The ionosphere is composed of two main layers: the lower layer, which has been designated as layer E and is sometimes also known as Heaviside or Kennelly-Heaviside layer and is located between 80 and 112 km above the Earth’s surface reflecting low-frequency radio waves; and the upper layer, also known as F or Appleton layer, which reflects higher frequency radio waves. The upper layer in turn is further divided into an F1 layer, which begins about 180 km above the ground; and the F2 layer, which emerges about 300 km from the surface. It is composed of free electrons and positively charged ions, which makes it have a tenuous gas and a plasma.
Among the main properties that we can find in the ionosphere, we observe that this layer helps mainly in radio waves reflection that are emitted from earth’s surface, which allows the waves to travel great distances on earth thanks to the ions located in this layer. It disintegrates most meteoroids, at a height between 80 and 110 km, due to friction with the air thus causing meteors or shooting stars. In addition, in the polar regions the particles that the solar wind carries are trapped in the ionosphere giving rise to the famous auroras borealis.
It allows the transmission of radio waves and prevent meteoroids from impacting the earth are its main functions.
According to the density of ionization, the atmosphere has different layers that arise from 90 km. The layers that make up the ionosphere are as follows:
The temperatures that exist in the ionosphere are extremely high, they can even reach 1,500 degrees Celsius, a temperature in which it would be impossible to live.

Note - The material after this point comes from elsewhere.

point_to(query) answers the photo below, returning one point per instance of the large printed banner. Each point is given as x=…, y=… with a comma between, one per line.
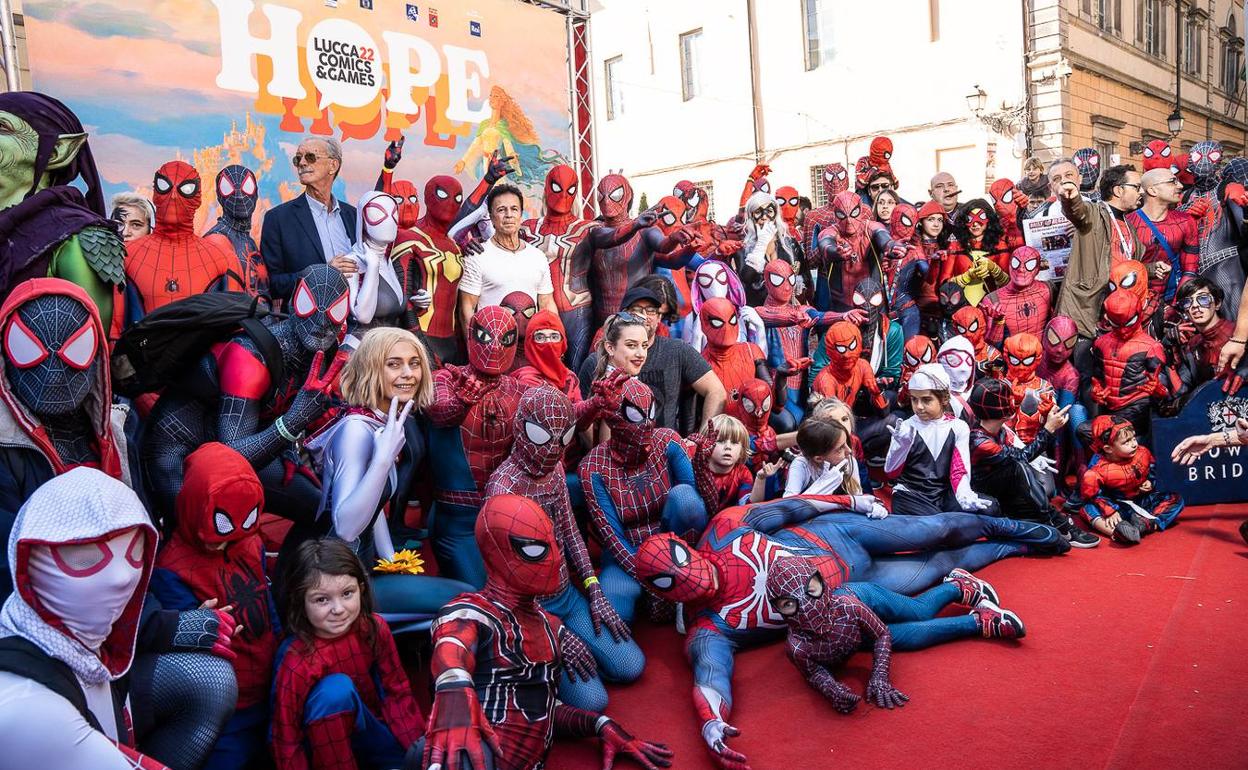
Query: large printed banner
x=234, y=81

The ionosphere is very important for humans because it is where we find both the production and the reflection of radio waves that are emitted from the earth’s surface, which enables these radio waves to travel great distances by means of the particles of electrically charged ions present in this layer. It is also important because it is in this layer where meteoroids are disintegrated and where shooting stars are formed.